Проблема взаимоотношений Ван Янмина с буддизмом сложна и многозначна, подходы к ее решению у разных исследователей различны и зачастую противоположны. Поэтому изложенное нами следует рассматривать как первоначальное введение в тему, совершенно не разработанную ни в отечественной синологии, ни в отечественной буддологии, дальнейшее изучение которой будет, без сомнения, полезным для обеих дисциплин. Автор здесь более претендовал на правильность постановки проблемы, нежели на ее разрешение (что, кстати, требует переработки значительно большего материала)[10]. Вместе с тем он стремился показать уникальные ассимиляторские способности конфуцианства, позволившие, в частности, Ван Янмину столь успешно вливать чаньское вино в конфуцианские мехи и при этом представляться чуть ли не бóльшим конфуцианцем, чем сам Конфуций. Именно успешное присвоение неоконфуцианством фундаментальных чаньских идей, достигшее своего апогея в эпоху Мин, повлекло за собой полный упадок самого чань-буддизма. Ярким проявлением последнего было и стремление самих буддистов конфуцианизировать свои основополагающие концепции. Как пишет Сюй Сунпэн, «для приспособления к неоконфуцианству и примирения с ним минский буддизм стремился развить буддийскую концепцию духа в направлении, приближающем ее к школе Ван Янмина» [612, с. 107].
- ↑ «Сэ» — досл.: «цвет», как буддийский термин — «рупа» (rūpa), «форма».

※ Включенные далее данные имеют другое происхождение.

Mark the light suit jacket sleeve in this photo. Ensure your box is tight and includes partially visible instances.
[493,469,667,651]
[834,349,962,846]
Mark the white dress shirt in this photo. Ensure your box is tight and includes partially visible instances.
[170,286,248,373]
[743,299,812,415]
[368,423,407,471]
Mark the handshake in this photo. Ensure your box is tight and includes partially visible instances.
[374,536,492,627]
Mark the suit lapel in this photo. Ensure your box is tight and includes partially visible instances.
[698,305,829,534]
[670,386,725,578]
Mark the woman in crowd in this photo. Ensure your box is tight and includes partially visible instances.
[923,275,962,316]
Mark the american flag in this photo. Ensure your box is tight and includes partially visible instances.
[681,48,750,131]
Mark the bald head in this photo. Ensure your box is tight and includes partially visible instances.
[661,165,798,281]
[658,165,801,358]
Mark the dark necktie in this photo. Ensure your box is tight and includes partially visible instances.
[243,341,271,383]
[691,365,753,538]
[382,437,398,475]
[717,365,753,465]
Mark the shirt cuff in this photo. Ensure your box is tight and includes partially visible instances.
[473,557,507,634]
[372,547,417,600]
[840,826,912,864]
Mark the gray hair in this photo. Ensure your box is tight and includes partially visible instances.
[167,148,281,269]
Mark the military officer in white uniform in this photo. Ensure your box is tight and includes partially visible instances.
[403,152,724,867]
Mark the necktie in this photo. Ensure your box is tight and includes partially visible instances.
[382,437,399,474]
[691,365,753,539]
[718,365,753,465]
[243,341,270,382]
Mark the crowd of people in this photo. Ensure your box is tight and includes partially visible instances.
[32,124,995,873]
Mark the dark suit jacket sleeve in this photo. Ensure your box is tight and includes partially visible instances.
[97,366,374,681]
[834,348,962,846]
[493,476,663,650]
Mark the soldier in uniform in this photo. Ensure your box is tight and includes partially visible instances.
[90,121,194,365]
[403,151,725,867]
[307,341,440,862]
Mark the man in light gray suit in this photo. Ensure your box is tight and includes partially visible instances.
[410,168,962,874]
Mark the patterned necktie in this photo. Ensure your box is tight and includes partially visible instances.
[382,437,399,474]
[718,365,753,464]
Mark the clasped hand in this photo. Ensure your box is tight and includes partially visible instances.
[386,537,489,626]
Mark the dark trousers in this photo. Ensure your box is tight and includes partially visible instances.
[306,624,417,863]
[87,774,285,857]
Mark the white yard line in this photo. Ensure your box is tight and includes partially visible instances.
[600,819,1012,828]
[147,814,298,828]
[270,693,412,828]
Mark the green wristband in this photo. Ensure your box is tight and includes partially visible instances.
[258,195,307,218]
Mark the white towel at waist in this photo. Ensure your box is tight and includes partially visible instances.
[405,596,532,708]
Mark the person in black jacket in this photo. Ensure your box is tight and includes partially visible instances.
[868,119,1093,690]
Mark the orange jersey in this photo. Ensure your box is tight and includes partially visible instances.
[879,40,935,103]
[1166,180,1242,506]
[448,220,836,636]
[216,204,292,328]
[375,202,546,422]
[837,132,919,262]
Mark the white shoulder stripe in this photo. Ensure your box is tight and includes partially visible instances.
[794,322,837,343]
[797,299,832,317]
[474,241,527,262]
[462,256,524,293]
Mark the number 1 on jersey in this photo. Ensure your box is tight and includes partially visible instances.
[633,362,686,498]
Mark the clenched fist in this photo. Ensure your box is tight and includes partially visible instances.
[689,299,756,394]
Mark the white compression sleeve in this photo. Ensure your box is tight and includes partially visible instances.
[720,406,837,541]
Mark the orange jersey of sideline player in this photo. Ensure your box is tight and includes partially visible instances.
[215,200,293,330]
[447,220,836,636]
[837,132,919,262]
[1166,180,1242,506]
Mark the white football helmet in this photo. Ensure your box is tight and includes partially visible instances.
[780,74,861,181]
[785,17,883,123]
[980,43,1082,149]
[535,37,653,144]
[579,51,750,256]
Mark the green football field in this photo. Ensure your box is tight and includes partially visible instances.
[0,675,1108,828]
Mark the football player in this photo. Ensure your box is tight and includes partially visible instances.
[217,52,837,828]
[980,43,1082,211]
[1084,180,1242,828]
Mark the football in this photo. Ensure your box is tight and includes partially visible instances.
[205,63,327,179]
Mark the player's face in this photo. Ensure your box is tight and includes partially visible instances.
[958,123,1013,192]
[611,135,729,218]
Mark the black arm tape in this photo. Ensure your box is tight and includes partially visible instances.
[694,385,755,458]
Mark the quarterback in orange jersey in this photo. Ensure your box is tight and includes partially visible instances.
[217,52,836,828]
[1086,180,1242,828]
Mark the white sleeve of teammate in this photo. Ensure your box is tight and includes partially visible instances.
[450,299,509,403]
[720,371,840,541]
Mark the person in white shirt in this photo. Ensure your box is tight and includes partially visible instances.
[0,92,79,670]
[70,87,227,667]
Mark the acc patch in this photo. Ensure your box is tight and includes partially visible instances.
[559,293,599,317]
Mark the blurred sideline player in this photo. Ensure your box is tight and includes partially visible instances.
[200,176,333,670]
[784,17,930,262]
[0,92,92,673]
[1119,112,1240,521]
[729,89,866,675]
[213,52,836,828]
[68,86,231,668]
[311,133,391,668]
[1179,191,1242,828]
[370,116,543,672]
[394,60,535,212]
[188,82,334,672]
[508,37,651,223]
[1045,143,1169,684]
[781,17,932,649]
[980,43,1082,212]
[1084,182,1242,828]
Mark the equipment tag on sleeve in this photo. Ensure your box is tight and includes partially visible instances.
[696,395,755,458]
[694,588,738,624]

- ↑ «Фа» — досл.: «закон», как буддийский термин — «дхарма» (dharma).
- ↑ Тянь тан (небесный престол) и ди юй (земная темница) — аналоги рая и ада.
- ↑ Мифическая алмазная гора необычайной высоты, расположенная посредине Великого моря.
- ↑ Игра слов, построенная на том, что ранее речь шла о мировой (ши цзе) пустоте.
- ↑ С одной стороны, ограниченность места, с другой — достаточная известность (в том числе и по публикации на русском языке) того, как воплощаются перечисляемые ниже принципы в чаньских текстах, принудили автора в их демонстрации не выходить за пределы материала, предоставляемого сочинениями Ван Янмина.
- ↑ Ср.: «Благородный муж... может быть обманут, но не может быть окончательно запутан» («Лунь юй», VI, 2; ср. [184, с. 345].
- ↑ Имеется в виду древняя каноническая литература.
- ↑ Лю Цзунъюань (773–819) — конфуцианский мыслитель и литератор, друг и оппонент Хань Юя, [252].
- ↑ Более детальному ознакомлению с данной темой может способствовать следующая литература [368; 366; 464; 294; 492; 490; 496; 483; 484; 485; 646; 550; 586; 523; 693].